Ballerina
Detailed parental analysis
Ballerina is a bright and engaging family animated film, carried by an atmosphere that is both warm and gently melancholic, bathed in the Paris of the late 19th century. The plot follows Félicie, a determined orphan who dreams of becoming a prima ballerina at the Paris Opera, and must overcome obstacles and deceptions to realise her dream. The film is aimed at children from around 6 or 7 years old and works well as a family film that can be shared with pre-adolescents.
Underlying Values
The film places perseverance and hard work at the heart of its narrative, without ever presenting them as simple magic formulas: Félicie fails, falls apart, loses all motivation before picking herself up again. This honest representation of failure as a necessary step is one of the film's greatest moral strengths. In parallel, the narrative values authenticity against surface performance, contrasting Félicie, who dances with her lived experience, with Camille, who excels technically without putting her soul into it. The film leans slightly towards valorising the singular individual against the system, which merits nuancing with the child: Félicie's success also owes much to a demanding teacher and the friendship of Victor, reminding us that human support is essential to personal growth.
Parental and Family Portrayals
Camille's mother, Régine Le Haut, embodies the archetype of the toxic parental figure who projects her unrealised ambitions onto her child, to the point of psychologically mistreating her and putting her life in danger. The film does not soften this parental violence: it is clearly designated as an evil. Conversely, the teacher Odette plays the role of a substitute attachment figure, demanding yet benevolent, whose influence structures Félicie's journey. Félicie herself is an orphan and subtly carries a quest for connection that gives emotional depth to the film. This is a good starting point for discussing with a child what a trustworthy adult figure is and what it means to support someone in their development without imposing your own desires on them.
Violence
The film's violence takes two distinct forms. The comic and slapstick violence around Victor's character, who absorbs falls and blows in an exaggerated, cartoonish manner, is unambiguous: it is funny and leaves no narrative trace. In contrast, the scene in which Régine Le Haut threatens Félicie with a mallet and attempts to push her from the top of a statue is of another kind: it is violent in intent, even if it remains treated in a spectacular register without graphic violence.
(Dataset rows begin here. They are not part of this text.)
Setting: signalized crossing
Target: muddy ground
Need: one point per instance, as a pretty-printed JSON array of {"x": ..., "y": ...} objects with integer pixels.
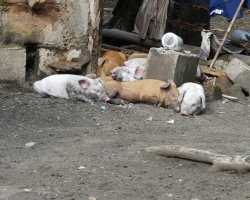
[{"x": 81, "y": 152}]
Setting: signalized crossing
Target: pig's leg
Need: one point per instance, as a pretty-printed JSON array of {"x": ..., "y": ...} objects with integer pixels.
[{"x": 118, "y": 101}]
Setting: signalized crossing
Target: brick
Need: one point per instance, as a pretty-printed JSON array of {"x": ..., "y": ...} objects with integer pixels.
[{"x": 165, "y": 64}]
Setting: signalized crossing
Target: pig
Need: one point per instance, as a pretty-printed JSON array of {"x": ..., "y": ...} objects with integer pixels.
[
  {"x": 149, "y": 91},
  {"x": 71, "y": 87},
  {"x": 137, "y": 55},
  {"x": 192, "y": 99},
  {"x": 200, "y": 75},
  {"x": 109, "y": 61},
  {"x": 134, "y": 70},
  {"x": 127, "y": 74}
]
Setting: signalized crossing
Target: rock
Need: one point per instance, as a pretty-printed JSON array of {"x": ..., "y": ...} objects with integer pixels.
[
  {"x": 239, "y": 72},
  {"x": 165, "y": 64},
  {"x": 38, "y": 4},
  {"x": 236, "y": 91}
]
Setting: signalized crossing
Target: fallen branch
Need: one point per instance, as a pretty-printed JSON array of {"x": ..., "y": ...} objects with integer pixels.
[{"x": 219, "y": 162}]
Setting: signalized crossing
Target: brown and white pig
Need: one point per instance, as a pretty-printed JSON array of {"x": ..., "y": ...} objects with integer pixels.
[
  {"x": 71, "y": 87},
  {"x": 133, "y": 71},
  {"x": 145, "y": 91},
  {"x": 109, "y": 61},
  {"x": 127, "y": 74},
  {"x": 192, "y": 98}
]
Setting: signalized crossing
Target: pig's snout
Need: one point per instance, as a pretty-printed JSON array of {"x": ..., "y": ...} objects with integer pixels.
[
  {"x": 113, "y": 73},
  {"x": 105, "y": 97},
  {"x": 184, "y": 113},
  {"x": 175, "y": 107}
]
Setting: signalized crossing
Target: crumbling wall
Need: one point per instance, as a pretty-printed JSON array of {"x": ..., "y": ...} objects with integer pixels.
[{"x": 62, "y": 33}]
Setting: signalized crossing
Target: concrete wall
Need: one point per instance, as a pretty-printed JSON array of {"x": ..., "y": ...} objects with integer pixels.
[{"x": 60, "y": 30}]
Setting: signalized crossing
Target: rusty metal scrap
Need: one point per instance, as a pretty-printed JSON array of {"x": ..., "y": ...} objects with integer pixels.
[{"x": 187, "y": 26}]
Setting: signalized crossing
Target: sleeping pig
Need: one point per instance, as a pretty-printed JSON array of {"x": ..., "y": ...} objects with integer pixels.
[
  {"x": 109, "y": 61},
  {"x": 134, "y": 70},
  {"x": 145, "y": 91},
  {"x": 192, "y": 98},
  {"x": 71, "y": 87}
]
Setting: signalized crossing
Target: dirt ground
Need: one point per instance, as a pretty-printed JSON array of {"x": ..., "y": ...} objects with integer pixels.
[{"x": 81, "y": 152}]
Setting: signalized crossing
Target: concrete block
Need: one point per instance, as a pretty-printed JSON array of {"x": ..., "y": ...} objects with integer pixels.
[
  {"x": 239, "y": 72},
  {"x": 12, "y": 64},
  {"x": 165, "y": 64}
]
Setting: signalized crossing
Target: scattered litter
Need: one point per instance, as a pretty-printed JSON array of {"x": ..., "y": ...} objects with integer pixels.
[
  {"x": 220, "y": 112},
  {"x": 92, "y": 198},
  {"x": 170, "y": 195},
  {"x": 229, "y": 97},
  {"x": 225, "y": 101},
  {"x": 27, "y": 189},
  {"x": 81, "y": 167},
  {"x": 103, "y": 108},
  {"x": 150, "y": 119},
  {"x": 30, "y": 144},
  {"x": 125, "y": 106},
  {"x": 171, "y": 121},
  {"x": 214, "y": 81}
]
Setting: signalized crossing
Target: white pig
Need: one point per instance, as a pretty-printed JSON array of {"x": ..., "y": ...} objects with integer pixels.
[
  {"x": 71, "y": 87},
  {"x": 134, "y": 70},
  {"x": 192, "y": 98}
]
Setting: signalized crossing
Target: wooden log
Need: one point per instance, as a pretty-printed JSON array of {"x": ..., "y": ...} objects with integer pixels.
[{"x": 220, "y": 162}]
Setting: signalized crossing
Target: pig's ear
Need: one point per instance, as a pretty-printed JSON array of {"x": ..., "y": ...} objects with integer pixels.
[
  {"x": 203, "y": 101},
  {"x": 84, "y": 83},
  {"x": 180, "y": 97},
  {"x": 139, "y": 73},
  {"x": 165, "y": 86},
  {"x": 101, "y": 61},
  {"x": 172, "y": 82}
]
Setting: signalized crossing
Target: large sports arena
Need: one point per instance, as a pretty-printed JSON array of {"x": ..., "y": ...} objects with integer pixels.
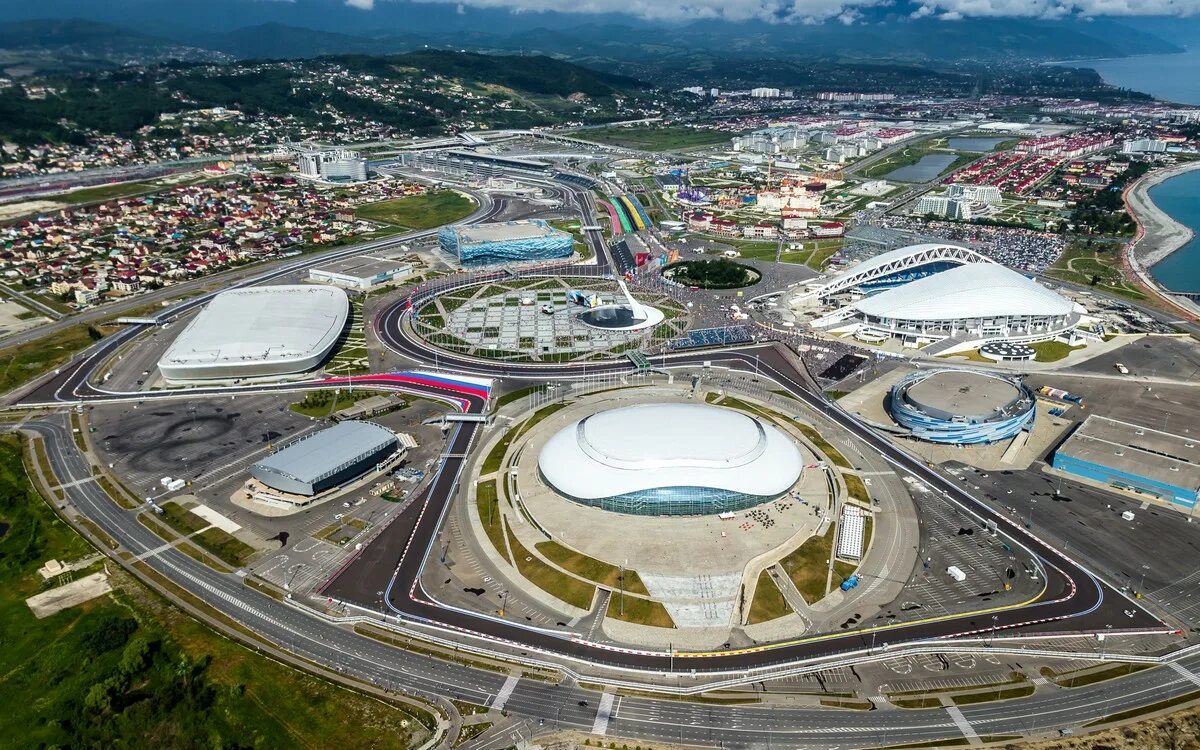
[
  {"x": 955, "y": 299},
  {"x": 961, "y": 406},
  {"x": 670, "y": 460},
  {"x": 259, "y": 331},
  {"x": 507, "y": 241}
]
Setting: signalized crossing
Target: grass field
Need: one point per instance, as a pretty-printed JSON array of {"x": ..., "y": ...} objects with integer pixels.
[
  {"x": 808, "y": 565},
  {"x": 322, "y": 403},
  {"x": 220, "y": 543},
  {"x": 592, "y": 569},
  {"x": 425, "y": 211},
  {"x": 823, "y": 445},
  {"x": 550, "y": 580},
  {"x": 655, "y": 138},
  {"x": 131, "y": 671},
  {"x": 1051, "y": 351},
  {"x": 23, "y": 363},
  {"x": 1097, "y": 265},
  {"x": 913, "y": 154},
  {"x": 640, "y": 612},
  {"x": 487, "y": 503},
  {"x": 768, "y": 603}
]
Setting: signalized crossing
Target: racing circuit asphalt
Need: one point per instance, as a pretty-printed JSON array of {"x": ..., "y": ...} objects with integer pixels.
[{"x": 1074, "y": 599}]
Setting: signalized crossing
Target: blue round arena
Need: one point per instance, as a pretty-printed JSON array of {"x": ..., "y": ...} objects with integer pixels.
[{"x": 961, "y": 407}]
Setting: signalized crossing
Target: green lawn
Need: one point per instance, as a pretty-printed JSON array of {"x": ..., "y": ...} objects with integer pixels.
[
  {"x": 23, "y": 363},
  {"x": 550, "y": 580},
  {"x": 425, "y": 211},
  {"x": 131, "y": 671},
  {"x": 1051, "y": 351},
  {"x": 105, "y": 192},
  {"x": 823, "y": 445},
  {"x": 768, "y": 601},
  {"x": 815, "y": 255},
  {"x": 592, "y": 569},
  {"x": 322, "y": 403},
  {"x": 655, "y": 138},
  {"x": 1096, "y": 263},
  {"x": 487, "y": 503},
  {"x": 640, "y": 612},
  {"x": 808, "y": 565}
]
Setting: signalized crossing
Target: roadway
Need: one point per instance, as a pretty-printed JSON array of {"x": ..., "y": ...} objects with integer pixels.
[
  {"x": 567, "y": 706},
  {"x": 1074, "y": 599},
  {"x": 231, "y": 279}
]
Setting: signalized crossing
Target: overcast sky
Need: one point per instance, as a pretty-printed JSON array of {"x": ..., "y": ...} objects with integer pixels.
[{"x": 814, "y": 11}]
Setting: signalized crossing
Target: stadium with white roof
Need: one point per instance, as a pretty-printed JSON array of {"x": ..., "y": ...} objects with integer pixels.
[
  {"x": 670, "y": 460},
  {"x": 258, "y": 333},
  {"x": 945, "y": 295}
]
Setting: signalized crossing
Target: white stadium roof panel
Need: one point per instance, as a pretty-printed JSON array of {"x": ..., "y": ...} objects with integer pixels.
[
  {"x": 973, "y": 291},
  {"x": 258, "y": 331},
  {"x": 646, "y": 447}
]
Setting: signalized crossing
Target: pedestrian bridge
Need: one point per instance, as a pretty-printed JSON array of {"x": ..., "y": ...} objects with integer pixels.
[{"x": 911, "y": 262}]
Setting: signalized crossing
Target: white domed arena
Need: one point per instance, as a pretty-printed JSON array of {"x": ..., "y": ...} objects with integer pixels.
[{"x": 670, "y": 460}]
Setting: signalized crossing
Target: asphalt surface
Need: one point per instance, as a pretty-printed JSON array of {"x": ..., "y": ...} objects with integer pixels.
[
  {"x": 567, "y": 706},
  {"x": 1074, "y": 599}
]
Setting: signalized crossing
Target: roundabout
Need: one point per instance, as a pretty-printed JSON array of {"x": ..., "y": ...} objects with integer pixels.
[
  {"x": 384, "y": 616},
  {"x": 712, "y": 274}
]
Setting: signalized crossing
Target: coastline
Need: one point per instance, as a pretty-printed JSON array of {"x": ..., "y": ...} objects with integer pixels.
[
  {"x": 1158, "y": 237},
  {"x": 1158, "y": 233}
]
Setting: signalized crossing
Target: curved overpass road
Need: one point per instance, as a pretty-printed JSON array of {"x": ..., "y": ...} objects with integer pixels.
[{"x": 559, "y": 706}]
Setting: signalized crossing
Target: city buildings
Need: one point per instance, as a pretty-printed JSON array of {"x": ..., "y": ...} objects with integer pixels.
[
  {"x": 508, "y": 241},
  {"x": 1134, "y": 459},
  {"x": 961, "y": 407},
  {"x": 670, "y": 460},
  {"x": 327, "y": 459},
  {"x": 257, "y": 333},
  {"x": 333, "y": 166}
]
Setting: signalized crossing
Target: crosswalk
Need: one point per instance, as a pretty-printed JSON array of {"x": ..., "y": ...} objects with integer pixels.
[
  {"x": 604, "y": 712},
  {"x": 963, "y": 724}
]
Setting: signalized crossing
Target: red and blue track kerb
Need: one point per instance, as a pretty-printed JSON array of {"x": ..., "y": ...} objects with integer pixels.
[{"x": 459, "y": 389}]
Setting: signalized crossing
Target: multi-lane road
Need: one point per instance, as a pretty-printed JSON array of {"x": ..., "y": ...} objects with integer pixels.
[{"x": 1074, "y": 600}]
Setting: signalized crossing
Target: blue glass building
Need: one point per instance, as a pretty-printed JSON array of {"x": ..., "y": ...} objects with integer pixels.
[{"x": 505, "y": 243}]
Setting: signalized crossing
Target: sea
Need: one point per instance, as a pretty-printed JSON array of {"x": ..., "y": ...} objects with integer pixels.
[
  {"x": 1173, "y": 78},
  {"x": 1168, "y": 77},
  {"x": 1180, "y": 198}
]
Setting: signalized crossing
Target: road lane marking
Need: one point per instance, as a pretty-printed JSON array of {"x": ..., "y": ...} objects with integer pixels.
[
  {"x": 963, "y": 724},
  {"x": 502, "y": 697},
  {"x": 1186, "y": 673},
  {"x": 600, "y": 726}
]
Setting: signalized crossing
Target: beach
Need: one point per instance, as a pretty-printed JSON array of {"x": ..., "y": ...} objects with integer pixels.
[{"x": 1158, "y": 235}]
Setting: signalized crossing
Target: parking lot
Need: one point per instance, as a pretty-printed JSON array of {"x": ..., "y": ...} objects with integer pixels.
[{"x": 1086, "y": 523}]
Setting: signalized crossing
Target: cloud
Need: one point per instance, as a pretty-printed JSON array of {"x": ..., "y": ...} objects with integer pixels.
[
  {"x": 816, "y": 11},
  {"x": 774, "y": 11},
  {"x": 1055, "y": 9}
]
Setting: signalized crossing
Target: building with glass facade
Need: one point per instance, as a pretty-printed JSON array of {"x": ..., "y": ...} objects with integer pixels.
[
  {"x": 670, "y": 460},
  {"x": 505, "y": 243},
  {"x": 961, "y": 407}
]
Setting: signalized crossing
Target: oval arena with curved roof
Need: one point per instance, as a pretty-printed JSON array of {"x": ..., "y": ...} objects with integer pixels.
[
  {"x": 961, "y": 407},
  {"x": 257, "y": 333},
  {"x": 670, "y": 460}
]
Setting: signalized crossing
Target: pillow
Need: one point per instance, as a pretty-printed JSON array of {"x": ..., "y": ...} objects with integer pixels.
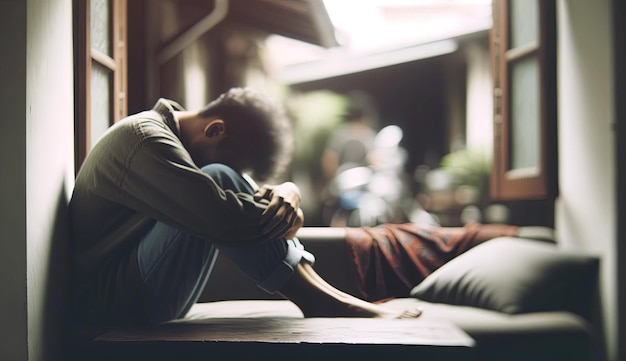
[{"x": 514, "y": 275}]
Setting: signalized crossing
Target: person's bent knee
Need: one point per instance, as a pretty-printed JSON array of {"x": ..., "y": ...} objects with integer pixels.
[{"x": 227, "y": 178}]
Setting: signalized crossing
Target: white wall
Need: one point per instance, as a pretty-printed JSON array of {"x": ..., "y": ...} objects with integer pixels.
[
  {"x": 586, "y": 209},
  {"x": 36, "y": 156},
  {"x": 49, "y": 169},
  {"x": 13, "y": 344}
]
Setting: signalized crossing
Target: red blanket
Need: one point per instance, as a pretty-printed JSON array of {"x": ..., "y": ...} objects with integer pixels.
[{"x": 391, "y": 259}]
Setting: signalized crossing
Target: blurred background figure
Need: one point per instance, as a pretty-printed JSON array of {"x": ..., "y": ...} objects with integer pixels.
[
  {"x": 364, "y": 169},
  {"x": 351, "y": 142}
]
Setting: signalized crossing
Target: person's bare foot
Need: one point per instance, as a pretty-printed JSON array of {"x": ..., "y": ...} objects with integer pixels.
[{"x": 316, "y": 298}]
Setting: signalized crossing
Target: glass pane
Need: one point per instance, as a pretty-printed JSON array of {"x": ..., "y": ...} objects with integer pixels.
[
  {"x": 524, "y": 114},
  {"x": 100, "y": 101},
  {"x": 524, "y": 20},
  {"x": 100, "y": 29}
]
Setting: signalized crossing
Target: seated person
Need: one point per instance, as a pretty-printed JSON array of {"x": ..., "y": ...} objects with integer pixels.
[{"x": 163, "y": 191}]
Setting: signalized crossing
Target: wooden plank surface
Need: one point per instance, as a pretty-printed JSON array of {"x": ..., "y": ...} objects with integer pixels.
[{"x": 312, "y": 330}]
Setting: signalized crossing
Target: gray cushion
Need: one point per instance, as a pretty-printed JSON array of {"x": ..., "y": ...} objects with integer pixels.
[{"x": 514, "y": 275}]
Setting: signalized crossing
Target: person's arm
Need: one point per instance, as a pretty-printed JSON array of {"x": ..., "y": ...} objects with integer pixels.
[
  {"x": 163, "y": 182},
  {"x": 283, "y": 217}
]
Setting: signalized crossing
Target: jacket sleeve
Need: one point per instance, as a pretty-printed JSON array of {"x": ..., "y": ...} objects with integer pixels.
[{"x": 162, "y": 181}]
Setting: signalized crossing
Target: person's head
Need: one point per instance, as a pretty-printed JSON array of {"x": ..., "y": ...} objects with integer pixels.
[{"x": 245, "y": 130}]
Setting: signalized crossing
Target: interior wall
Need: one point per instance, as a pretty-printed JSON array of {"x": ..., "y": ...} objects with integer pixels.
[
  {"x": 586, "y": 208},
  {"x": 49, "y": 170},
  {"x": 13, "y": 343}
]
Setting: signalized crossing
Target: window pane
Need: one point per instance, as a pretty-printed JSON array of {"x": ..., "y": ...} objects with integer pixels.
[
  {"x": 524, "y": 114},
  {"x": 100, "y": 101},
  {"x": 524, "y": 19},
  {"x": 100, "y": 20}
]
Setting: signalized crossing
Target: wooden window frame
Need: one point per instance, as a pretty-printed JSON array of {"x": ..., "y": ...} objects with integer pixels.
[
  {"x": 117, "y": 64},
  {"x": 508, "y": 185}
]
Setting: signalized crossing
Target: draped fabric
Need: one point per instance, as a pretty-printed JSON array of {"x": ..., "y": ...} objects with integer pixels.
[{"x": 390, "y": 259}]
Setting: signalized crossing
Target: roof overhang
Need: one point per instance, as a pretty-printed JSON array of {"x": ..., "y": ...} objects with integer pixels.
[{"x": 304, "y": 20}]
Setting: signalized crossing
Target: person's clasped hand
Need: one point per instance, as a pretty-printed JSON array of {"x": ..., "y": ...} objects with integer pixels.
[{"x": 283, "y": 216}]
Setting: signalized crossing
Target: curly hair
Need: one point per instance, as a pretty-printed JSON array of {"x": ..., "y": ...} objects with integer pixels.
[{"x": 259, "y": 136}]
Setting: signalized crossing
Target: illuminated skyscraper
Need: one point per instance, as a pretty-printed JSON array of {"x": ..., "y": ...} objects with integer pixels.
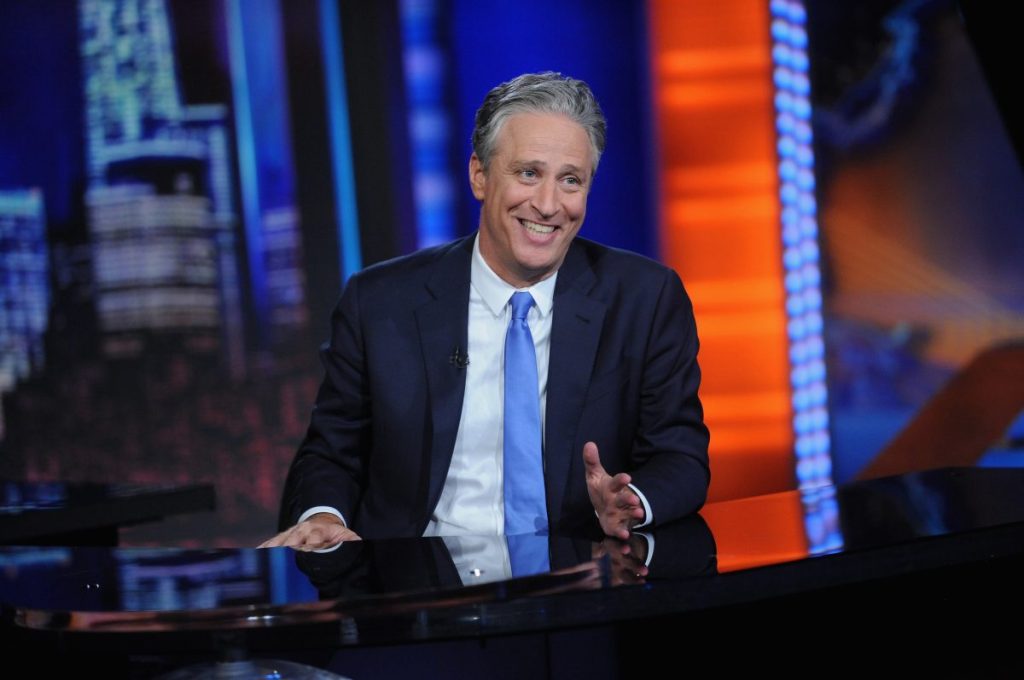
[
  {"x": 160, "y": 198},
  {"x": 25, "y": 286},
  {"x": 141, "y": 134}
]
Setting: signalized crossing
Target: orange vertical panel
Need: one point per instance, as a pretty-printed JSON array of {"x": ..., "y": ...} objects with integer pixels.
[
  {"x": 758, "y": 532},
  {"x": 719, "y": 221}
]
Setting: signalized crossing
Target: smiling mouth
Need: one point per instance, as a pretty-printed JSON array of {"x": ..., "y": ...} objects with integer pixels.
[{"x": 537, "y": 228}]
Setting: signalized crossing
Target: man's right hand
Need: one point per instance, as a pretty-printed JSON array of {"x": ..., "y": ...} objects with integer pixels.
[{"x": 318, "y": 532}]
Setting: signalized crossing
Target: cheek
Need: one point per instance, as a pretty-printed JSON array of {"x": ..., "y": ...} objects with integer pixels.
[{"x": 576, "y": 206}]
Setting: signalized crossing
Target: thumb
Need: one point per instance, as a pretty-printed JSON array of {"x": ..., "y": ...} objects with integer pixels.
[{"x": 592, "y": 459}]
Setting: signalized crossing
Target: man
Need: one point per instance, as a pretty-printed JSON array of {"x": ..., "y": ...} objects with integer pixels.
[{"x": 409, "y": 434}]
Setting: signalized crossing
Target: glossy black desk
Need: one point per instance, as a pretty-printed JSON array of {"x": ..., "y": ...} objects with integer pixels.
[
  {"x": 89, "y": 514},
  {"x": 910, "y": 574}
]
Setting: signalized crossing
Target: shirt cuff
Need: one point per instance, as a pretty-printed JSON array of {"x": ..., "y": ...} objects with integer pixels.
[
  {"x": 648, "y": 516},
  {"x": 649, "y": 538},
  {"x": 328, "y": 509},
  {"x": 315, "y": 511}
]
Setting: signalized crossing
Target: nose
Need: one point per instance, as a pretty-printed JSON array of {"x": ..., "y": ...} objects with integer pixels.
[{"x": 545, "y": 199}]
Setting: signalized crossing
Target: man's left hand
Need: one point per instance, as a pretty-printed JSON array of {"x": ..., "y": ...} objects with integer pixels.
[{"x": 619, "y": 509}]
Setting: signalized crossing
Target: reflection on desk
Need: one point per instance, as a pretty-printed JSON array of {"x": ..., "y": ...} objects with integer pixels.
[
  {"x": 80, "y": 513},
  {"x": 928, "y": 549}
]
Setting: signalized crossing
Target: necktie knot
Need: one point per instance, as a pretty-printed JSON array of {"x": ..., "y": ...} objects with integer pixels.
[{"x": 521, "y": 302}]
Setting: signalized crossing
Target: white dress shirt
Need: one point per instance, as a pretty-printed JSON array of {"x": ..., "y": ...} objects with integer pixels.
[{"x": 472, "y": 499}]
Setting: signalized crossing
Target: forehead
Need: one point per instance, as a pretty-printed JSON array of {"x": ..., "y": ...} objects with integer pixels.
[{"x": 552, "y": 137}]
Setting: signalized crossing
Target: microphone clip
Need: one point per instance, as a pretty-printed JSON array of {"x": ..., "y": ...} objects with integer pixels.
[{"x": 458, "y": 358}]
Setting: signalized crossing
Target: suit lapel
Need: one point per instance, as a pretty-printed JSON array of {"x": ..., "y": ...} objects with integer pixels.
[
  {"x": 576, "y": 334},
  {"x": 442, "y": 325}
]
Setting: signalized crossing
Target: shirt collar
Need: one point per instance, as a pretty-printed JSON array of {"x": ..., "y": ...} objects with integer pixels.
[{"x": 496, "y": 292}]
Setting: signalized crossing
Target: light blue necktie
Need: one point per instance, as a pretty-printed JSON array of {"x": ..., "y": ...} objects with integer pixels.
[{"x": 525, "y": 510}]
This scene may surprise the youngest or sensitive children. It is narratively justified as the climax of the conflict with the antagonist, but a child of 5 or 6 years old might find it frightening.
Discrimination
The film adopts a classical visual aesthetic in which likeable characters are beautiful and with regular features, whilst antagonists or comedic supporting characters display coarser or caricatural traits. This graphical convention is old in animation, but it implicitly conveys the idea that outward appearance reflects inner moral worth, an association worth pointing out to a child. The one-eyed attendant is the most obvious example: his features symbolically soften when he changes his behaviour, directly linking appearance and kindness in a rather schematic way.
Social Themes
The film is set in the late 19th century context, with the construction of the Eiffel Tower in the background and life in the wings of the Paris Opera. Without making it an explicit political argument, the narrative quietly raises the question of access to the arts for those without resources or legitimate birth. Félicie, a poor orphan, penetrates a world reserved for a social elite through cunning before establishing herself through merit. This tension between social origin and individual aspiration is present without being didactic, and can open a natural conversation about equality of opportunity.
Strengths
The film succeeds in representing post-failure depression with a sincerity rare in children's animation: Félicie who loses all energy and desire after falling is a moment of emotional truth that transcends the conventions of the genre. The relationship between Félicie and her teacher Odette is carefully constructed, avoiding the simplistic omniscient mentor schema to show a transmission based on mutual rigour and progressive trust. The Parisian Belle Époque setting is rendered with a care for detail that offers a beautiful gateway into the history of the Opera and the art of classical dance, without ever descending into illustrated lessons. For children who dream of the stage or who practise an artistic or sporting discipline, the film speaks with particular aptness about what a serious ambition truly costs.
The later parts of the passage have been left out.